Working at the top end of Australia, Dr Pickstone made an almost constant companion of her portable Vscan Extend, using it in a range of medical situations, including in the back of a helicopter and during CPR.
She said, “Despite its small size – smaller than my current phone – the screen is excellent and easy to get a good ultrasound image in a variety of situations. The lung protocol with pre-labelled images is probably my favourite tool so far. It guides the user through with ease.”
This year’s scholarship recipient, Prunster says that attending the UTS course, and the subsequent mentoring by Zedu experts, have boosted her ultrasound practice. She has embedded a couple of new, helpful steps — “scanning through to check the iliac veins that supply the pelvic region, and locating the ovaries” — into her ultrasound routine, and is now able to carry out emergency abdominal scanning if required.
Exposure to a wide range of ultrasound equipment during the course also gave Prunster a new love interest — after test driving a number of systems, she says, “I fell in love with the GE Healthcare Venue.” The in-clinic companion to handheld roving ultrasound systems, “It’s fantastic,” says Prunster, “because it’s touchscreen and has very fast response and the screen is so big that you get a lovely picture…”
Showing pregnant mums an ultrasound image of their developing baby helps them establish a connection and motivates them to make healthy living decisions as they prepare for birth, says Prunster. She has great empathy with Indigenous women who commonly lead peripatetic lifestyles, travelling around the region to attend cultural events, which are sadly often funerals, and who may also frequently move homes to avoid overcrowded living conditions.
“One of the great things about my work,” says Prunster, “is that I’ve been able to stay for so long and get to know all the ladies. I’ve had the privilege of providing care to multiple sisters from the same family and occasionally seeing women antenatally and post-partum sequentially through their first to their fourth pregnancy. It’s always very interesting and enjoyable work. Every one of these ladies could write a book — they have incredible stories.”
Prunster well understands the power of storytelling, having followed in her mother Dasee’s footsteps on the basis of her stories as a nurse and midwife with the Royal Flying Doctor Service (RFDS) in the 1960s, and realising how much difference advances in healthcare can make if they can be delivered in Indigenous communities.
A Queenslander by birth, Dasee started nursing at 16 years old, and trained in Roma and Dalby before arriving in the West as a young relief nurse for the Emergency Service of the RFDS. Within a year she was married to Michael Gugeri, a young man with his own trucking business, and made her home in Derby.

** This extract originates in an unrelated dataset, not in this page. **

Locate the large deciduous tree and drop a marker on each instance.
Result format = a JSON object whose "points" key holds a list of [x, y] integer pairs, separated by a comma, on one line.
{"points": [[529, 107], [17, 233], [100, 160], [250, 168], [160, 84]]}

Prunster is proud of her long connection to the region. “There’s trust here, and rapport and continuity,” she says. “People get to know you, so they come in and say hello when they think they’re pregnant, or come in to talk if they want to get pregnant.”
Now at the end of her scholarship, Prunster plans to, “work on my skills with a determined passion to supply the best possible antenatal care to the most vulnerable.”